What I hear is a strong, reassuring voice saying, “Talk—tell him why you’re here.” Although the answer seems strange, I begin talking in a high voice.

Ignoring my words, my assailant grabs at me, ripping my blouse, as he yells above my baby’s cries. All I can see is his pock-marked face leering at me while his foul breath makes me want to vomit. Still, I’m grateful he is concentrating on me and not my poor child. As long as he doesn’t hurt her, I don’t care what happens to me. Again I hear the voice, “I’m here to protect you. You do matter. Keep talking.”

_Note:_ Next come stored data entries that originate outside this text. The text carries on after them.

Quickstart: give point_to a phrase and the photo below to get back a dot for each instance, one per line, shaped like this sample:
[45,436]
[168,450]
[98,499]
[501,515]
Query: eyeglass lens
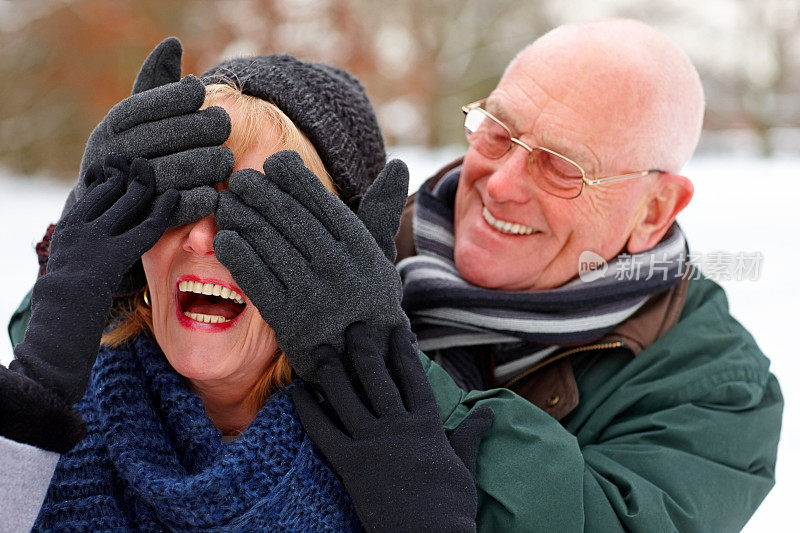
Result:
[552,173]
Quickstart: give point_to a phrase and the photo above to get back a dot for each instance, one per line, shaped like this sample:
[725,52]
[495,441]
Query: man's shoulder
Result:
[707,349]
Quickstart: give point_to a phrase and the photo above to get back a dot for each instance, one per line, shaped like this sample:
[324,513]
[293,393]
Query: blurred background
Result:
[64,63]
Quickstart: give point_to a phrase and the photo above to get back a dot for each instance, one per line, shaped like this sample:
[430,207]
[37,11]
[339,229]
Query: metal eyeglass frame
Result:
[584,180]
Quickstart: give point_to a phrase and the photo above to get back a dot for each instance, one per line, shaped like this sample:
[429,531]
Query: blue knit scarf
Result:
[153,461]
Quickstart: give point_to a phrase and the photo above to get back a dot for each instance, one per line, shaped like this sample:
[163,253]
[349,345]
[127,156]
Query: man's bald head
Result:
[641,88]
[616,97]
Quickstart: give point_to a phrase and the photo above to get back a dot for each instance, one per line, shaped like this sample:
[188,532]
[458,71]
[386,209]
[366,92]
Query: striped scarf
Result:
[447,312]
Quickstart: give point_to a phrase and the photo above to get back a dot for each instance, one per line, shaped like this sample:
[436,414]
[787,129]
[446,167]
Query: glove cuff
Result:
[32,415]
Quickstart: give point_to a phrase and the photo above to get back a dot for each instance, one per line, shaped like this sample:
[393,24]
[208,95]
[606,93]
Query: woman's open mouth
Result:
[207,303]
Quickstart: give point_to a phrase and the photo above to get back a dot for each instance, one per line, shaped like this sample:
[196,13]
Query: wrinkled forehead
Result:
[588,102]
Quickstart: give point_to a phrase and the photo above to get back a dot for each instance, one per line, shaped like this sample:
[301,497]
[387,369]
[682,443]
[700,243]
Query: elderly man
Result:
[669,417]
[647,407]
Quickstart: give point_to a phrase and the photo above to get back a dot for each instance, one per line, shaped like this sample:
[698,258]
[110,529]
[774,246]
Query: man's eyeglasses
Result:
[552,172]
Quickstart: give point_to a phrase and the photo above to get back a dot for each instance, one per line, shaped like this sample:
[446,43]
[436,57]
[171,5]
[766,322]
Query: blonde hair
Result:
[131,316]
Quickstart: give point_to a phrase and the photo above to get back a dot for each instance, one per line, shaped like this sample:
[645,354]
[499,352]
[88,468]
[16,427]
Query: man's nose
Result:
[511,180]
[200,240]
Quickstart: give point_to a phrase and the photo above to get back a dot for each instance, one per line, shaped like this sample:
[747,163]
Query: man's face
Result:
[542,106]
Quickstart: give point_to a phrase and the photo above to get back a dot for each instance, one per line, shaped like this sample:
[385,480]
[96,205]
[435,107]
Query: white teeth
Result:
[208,319]
[505,226]
[210,289]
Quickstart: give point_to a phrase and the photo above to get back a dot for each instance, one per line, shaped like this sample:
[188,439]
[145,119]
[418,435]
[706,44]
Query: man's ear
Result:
[670,195]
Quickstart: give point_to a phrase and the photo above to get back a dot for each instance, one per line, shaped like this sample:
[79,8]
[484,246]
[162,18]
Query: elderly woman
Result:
[189,418]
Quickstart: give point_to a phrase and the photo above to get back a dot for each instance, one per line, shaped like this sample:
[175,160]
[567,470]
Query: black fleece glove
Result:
[390,449]
[161,123]
[93,245]
[32,415]
[306,261]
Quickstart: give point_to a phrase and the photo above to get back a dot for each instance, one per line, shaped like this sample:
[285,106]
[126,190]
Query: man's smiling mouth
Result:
[503,226]
[209,302]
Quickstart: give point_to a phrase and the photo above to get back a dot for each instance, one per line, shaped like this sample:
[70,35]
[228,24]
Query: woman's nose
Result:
[200,240]
[511,180]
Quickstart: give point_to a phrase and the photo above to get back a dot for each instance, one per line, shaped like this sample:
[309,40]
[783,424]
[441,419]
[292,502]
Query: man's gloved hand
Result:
[161,122]
[306,261]
[94,244]
[389,448]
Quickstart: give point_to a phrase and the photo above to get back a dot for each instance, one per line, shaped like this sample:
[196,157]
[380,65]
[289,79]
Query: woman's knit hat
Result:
[326,103]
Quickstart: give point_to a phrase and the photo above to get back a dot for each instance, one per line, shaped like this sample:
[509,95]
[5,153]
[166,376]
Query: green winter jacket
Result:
[682,437]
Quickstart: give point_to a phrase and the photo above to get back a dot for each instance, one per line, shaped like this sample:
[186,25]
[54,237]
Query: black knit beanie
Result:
[326,103]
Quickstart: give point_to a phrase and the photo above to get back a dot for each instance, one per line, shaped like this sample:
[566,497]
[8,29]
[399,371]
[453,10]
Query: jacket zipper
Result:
[565,353]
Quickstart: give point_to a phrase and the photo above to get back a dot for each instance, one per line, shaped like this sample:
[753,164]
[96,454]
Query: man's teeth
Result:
[208,319]
[504,226]
[210,289]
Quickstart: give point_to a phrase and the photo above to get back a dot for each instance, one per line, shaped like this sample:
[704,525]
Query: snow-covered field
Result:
[746,205]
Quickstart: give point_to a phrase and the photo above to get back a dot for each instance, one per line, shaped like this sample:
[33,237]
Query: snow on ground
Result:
[741,204]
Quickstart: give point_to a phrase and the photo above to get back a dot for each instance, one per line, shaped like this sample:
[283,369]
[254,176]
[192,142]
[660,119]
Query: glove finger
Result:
[286,170]
[407,371]
[132,205]
[162,66]
[156,138]
[283,259]
[194,204]
[103,196]
[299,227]
[150,230]
[466,439]
[322,430]
[171,100]
[249,271]
[382,206]
[341,394]
[370,365]
[192,168]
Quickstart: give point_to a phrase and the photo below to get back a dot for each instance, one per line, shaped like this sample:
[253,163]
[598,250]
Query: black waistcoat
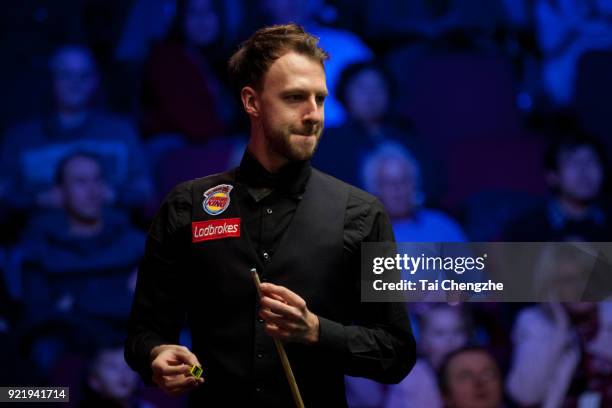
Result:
[240,362]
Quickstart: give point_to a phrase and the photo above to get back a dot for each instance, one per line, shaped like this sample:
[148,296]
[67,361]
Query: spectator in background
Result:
[393,175]
[31,151]
[471,378]
[443,329]
[566,29]
[366,91]
[110,382]
[343,46]
[547,366]
[182,92]
[575,166]
[79,264]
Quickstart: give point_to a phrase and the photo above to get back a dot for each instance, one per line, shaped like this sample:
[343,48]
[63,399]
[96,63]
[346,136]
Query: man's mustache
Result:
[315,130]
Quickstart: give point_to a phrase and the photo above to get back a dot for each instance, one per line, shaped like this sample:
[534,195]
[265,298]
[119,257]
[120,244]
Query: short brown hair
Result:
[249,64]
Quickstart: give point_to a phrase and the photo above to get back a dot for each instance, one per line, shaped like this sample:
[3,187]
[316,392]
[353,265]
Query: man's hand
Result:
[170,364]
[286,315]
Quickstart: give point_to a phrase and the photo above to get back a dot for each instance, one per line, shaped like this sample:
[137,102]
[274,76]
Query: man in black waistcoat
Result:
[299,228]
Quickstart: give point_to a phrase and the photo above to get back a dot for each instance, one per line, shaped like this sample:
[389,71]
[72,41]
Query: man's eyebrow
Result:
[302,90]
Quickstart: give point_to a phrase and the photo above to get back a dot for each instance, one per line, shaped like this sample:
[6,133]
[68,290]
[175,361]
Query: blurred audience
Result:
[110,382]
[442,330]
[546,360]
[79,266]
[471,378]
[182,92]
[566,29]
[30,151]
[576,172]
[367,91]
[393,174]
[548,364]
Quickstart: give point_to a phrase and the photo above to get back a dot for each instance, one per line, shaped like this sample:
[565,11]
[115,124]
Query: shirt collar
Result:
[291,179]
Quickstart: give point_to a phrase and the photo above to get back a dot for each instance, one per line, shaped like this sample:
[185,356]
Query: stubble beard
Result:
[293,144]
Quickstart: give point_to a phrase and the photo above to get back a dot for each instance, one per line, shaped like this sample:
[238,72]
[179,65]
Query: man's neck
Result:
[269,160]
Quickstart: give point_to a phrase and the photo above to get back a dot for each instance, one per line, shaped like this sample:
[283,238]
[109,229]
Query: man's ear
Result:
[250,101]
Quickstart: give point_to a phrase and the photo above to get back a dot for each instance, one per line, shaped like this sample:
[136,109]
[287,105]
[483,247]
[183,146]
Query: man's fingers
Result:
[287,311]
[172,369]
[278,320]
[288,296]
[277,332]
[180,355]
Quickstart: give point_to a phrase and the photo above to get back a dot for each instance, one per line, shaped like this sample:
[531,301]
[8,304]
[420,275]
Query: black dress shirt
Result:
[276,210]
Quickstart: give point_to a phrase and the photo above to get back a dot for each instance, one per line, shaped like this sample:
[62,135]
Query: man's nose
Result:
[314,111]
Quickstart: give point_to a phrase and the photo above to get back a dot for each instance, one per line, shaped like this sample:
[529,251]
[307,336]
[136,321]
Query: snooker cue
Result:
[283,356]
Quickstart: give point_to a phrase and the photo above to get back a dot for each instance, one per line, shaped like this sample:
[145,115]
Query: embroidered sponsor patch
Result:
[217,199]
[215,229]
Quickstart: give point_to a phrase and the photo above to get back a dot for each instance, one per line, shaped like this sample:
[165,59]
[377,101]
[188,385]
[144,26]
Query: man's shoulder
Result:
[354,194]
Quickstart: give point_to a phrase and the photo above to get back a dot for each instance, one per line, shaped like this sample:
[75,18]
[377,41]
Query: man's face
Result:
[473,381]
[397,187]
[291,106]
[367,96]
[201,24]
[580,174]
[74,79]
[83,188]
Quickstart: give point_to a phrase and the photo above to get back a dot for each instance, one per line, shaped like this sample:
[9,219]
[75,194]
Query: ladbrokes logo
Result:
[215,229]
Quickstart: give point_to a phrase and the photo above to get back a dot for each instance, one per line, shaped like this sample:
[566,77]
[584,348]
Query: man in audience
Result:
[79,263]
[30,151]
[576,176]
[394,175]
[470,377]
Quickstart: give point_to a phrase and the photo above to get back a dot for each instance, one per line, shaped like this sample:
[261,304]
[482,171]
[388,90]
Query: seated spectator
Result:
[110,382]
[575,167]
[393,174]
[367,92]
[443,329]
[79,264]
[471,378]
[343,46]
[182,92]
[31,151]
[547,362]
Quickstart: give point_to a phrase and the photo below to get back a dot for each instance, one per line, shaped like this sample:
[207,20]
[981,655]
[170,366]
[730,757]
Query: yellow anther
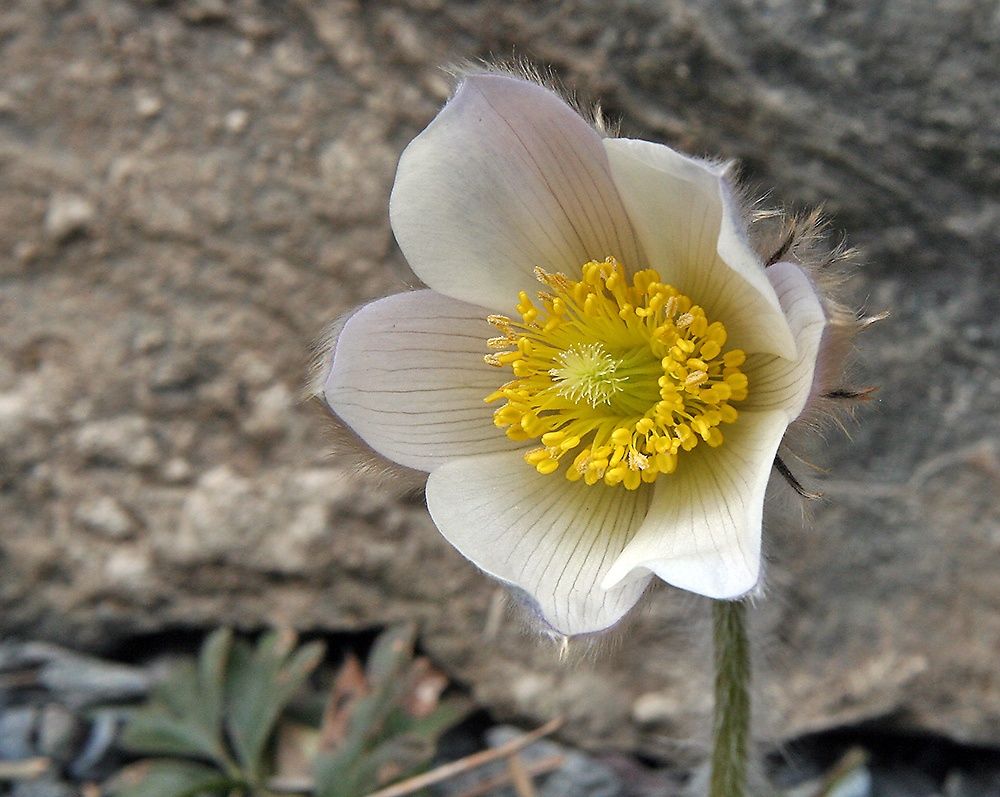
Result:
[621,437]
[620,375]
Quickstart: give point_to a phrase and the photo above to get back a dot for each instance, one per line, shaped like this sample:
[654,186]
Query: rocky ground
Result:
[192,190]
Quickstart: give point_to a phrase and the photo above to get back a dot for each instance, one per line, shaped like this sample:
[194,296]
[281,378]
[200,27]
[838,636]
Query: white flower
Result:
[645,362]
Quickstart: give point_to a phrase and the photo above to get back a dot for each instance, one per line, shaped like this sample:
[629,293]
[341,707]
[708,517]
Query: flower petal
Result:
[408,376]
[552,538]
[777,383]
[506,178]
[703,529]
[687,225]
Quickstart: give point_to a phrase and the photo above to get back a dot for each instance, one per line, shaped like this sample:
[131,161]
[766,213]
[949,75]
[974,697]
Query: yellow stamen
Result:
[624,376]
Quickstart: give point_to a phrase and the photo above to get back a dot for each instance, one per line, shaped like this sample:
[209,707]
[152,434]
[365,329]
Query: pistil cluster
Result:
[621,376]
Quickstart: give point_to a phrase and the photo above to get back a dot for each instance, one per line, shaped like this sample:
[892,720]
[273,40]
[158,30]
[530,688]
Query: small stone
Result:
[67,214]
[236,120]
[148,105]
[270,415]
[654,707]
[176,470]
[105,516]
[59,732]
[17,727]
[120,441]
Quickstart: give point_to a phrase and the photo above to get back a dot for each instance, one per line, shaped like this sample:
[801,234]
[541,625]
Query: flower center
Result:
[623,376]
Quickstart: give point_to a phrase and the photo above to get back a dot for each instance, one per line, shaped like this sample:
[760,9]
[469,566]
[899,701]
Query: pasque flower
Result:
[603,368]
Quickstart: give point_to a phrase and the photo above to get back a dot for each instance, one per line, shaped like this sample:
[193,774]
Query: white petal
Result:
[408,376]
[507,177]
[777,383]
[686,223]
[552,538]
[703,529]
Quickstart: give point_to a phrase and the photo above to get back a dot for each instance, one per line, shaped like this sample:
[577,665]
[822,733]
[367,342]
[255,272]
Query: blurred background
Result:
[191,190]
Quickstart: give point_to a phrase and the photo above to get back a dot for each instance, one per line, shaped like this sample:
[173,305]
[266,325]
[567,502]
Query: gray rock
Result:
[126,360]
[105,516]
[67,214]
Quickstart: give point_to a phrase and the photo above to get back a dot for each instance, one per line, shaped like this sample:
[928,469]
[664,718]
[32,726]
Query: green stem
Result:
[732,700]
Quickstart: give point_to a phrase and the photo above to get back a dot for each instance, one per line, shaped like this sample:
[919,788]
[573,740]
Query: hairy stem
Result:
[732,700]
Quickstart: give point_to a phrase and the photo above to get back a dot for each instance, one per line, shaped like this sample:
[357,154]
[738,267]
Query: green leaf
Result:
[171,779]
[212,664]
[155,732]
[391,653]
[449,713]
[260,685]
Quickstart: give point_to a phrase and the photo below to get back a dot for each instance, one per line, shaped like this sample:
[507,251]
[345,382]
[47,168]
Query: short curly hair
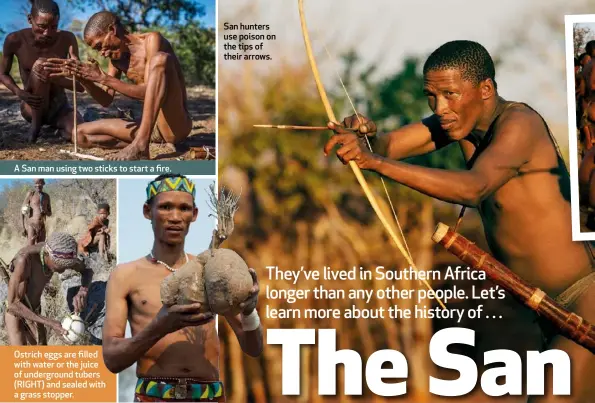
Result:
[99,23]
[470,58]
[45,7]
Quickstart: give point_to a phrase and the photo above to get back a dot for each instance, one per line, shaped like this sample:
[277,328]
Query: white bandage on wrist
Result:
[250,322]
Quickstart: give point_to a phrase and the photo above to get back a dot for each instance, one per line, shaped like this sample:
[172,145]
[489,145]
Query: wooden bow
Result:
[354,167]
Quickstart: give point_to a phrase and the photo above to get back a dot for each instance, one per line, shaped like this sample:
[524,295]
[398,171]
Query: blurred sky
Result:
[134,230]
[384,32]
[14,17]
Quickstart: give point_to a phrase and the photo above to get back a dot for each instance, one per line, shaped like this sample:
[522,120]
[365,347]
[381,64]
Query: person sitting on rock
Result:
[31,270]
[98,233]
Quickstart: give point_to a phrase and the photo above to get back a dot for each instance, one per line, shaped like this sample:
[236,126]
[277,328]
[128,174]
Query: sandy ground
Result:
[13,128]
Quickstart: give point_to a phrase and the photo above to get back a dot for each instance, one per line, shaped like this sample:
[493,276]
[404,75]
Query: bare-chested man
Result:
[98,233]
[176,348]
[586,185]
[43,98]
[32,268]
[585,108]
[149,61]
[36,207]
[518,183]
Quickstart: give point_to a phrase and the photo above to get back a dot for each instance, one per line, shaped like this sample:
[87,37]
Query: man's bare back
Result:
[43,100]
[32,277]
[149,61]
[140,281]
[21,42]
[38,207]
[540,251]
[135,66]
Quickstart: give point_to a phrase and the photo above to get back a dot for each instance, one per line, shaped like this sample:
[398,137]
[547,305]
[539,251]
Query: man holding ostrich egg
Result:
[170,299]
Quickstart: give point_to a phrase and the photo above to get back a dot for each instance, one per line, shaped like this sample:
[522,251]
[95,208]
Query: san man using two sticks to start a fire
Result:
[518,182]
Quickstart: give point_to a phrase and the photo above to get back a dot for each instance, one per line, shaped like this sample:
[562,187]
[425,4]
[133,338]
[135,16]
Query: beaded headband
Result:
[177,184]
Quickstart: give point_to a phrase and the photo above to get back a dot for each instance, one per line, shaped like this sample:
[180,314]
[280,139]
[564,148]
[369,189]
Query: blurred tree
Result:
[580,37]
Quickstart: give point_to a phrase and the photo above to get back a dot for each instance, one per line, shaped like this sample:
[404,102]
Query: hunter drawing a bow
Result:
[402,245]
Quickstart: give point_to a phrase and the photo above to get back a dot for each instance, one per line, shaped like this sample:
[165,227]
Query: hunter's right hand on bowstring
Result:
[351,138]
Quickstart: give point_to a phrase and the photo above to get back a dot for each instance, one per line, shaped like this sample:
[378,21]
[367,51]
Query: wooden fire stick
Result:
[568,323]
[75,113]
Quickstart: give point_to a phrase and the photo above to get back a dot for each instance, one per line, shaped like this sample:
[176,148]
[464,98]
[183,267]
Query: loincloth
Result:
[36,231]
[58,107]
[156,136]
[177,389]
[566,299]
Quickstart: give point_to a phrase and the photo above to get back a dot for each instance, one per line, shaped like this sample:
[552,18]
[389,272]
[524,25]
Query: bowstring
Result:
[390,202]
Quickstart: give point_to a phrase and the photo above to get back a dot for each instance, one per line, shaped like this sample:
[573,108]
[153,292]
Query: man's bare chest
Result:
[28,54]
[134,68]
[145,299]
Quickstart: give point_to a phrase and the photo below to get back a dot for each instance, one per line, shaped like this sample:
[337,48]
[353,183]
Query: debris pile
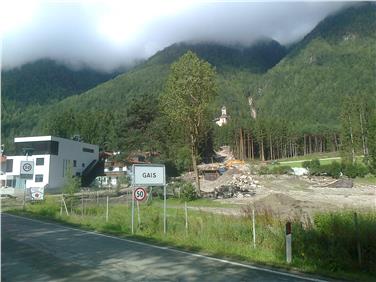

I talk, but my attacker doesn’t seem to hear anything I say, as he keeps bellowing. I want to grab my baby and run. I want to escape to our Oregon home where my strong husband and wonderful teenage daughters wait for us, but we can’t leave. He has us trapped.

“Please, please listen. We’re here because my mother is in the hospital. She’s very sick. She needs an operation, but they don’t know if they can operate. Her heart is so bad.” I keep repeating the same words. My head is pounding, and I gasp for breath as the words gush out. Words I can’t hear because of his wild ranting. I keep praying for help. Even though I’m terrified, I feel a calm stillness separating me from his craziness.

He stops yelling. His thin, dark body ceases gyrating in its drug-induced state. Late afternoon sunlight, filtered by heavy hotel curtains, catches in his single earring. Then, for a brief instant, his yellow, bloodshot eyes stop darting and see mine. The tiny contact gives me hope.

“Please,” I beg. “Don’t hurt my baby. She is so scared.” I keep pleading with him, trying to calm his rage.

Finally, whirling away from me, he suddenly, angrily demands money. I am struck by the coherence of his words, his first intelligible sounds.

“Sure, anything.” I grab my billfold on the dresser and give him all I have—forty dollars.

Before he leaves, he says, “If you open the door, I’ll kill you.” Then, he slams the door. Quickly, I lock it and open the door to my father’s adjacent room. Even though my father is still at the hospital, I can use his phone, calling the front desk and asking them to notify the police. While I wait, hugging and soothing my baby, I thank God for His strength and guidance. Without His wise advice, something awful could have happened.

The following day, I identify my attacker by his unusual earring at a Chicago police station line-up. I’m told he has been stalking and raping out-of-town visitors (believing they would soon leave the city and be unavailable to identify him). The police had been staking out my hotel, which was why they caught him so quickly. When the concerned detective asked how I escaped being raped, I told him I just prayed and was told to talk to my attacker. Further, I explain I was afraid to fight for fear my baby would be hurt. He tells me I did the right thing by making a connection with the perpetrator—helping him see us as human beings and not as objects.

Since I don’t want my assailant to hurt other women, I testify at a judge’s preliminary hearing. When I call my worried husband in Oregon, his reassuring support comforts me. Fortunately, I don’t have to return for my attacker’s trial. Other witnesses provide convincing evidence, and he is convicted.

When I return home to Oregon and my Christian Family Class, I tell Sister about our miracle. “God calmed my fears, instilled courage and helped me concentrate on what to do. The same day, police just happened to be staking out our hotel and were able to capture my would-be rapist.” Sister nods wisely, as she hugs my precious baby, whose beautiful, almond eyes smile at us. Then, Sister whispers, almost like a benediction, “God will always protect us, if we just ask Him.”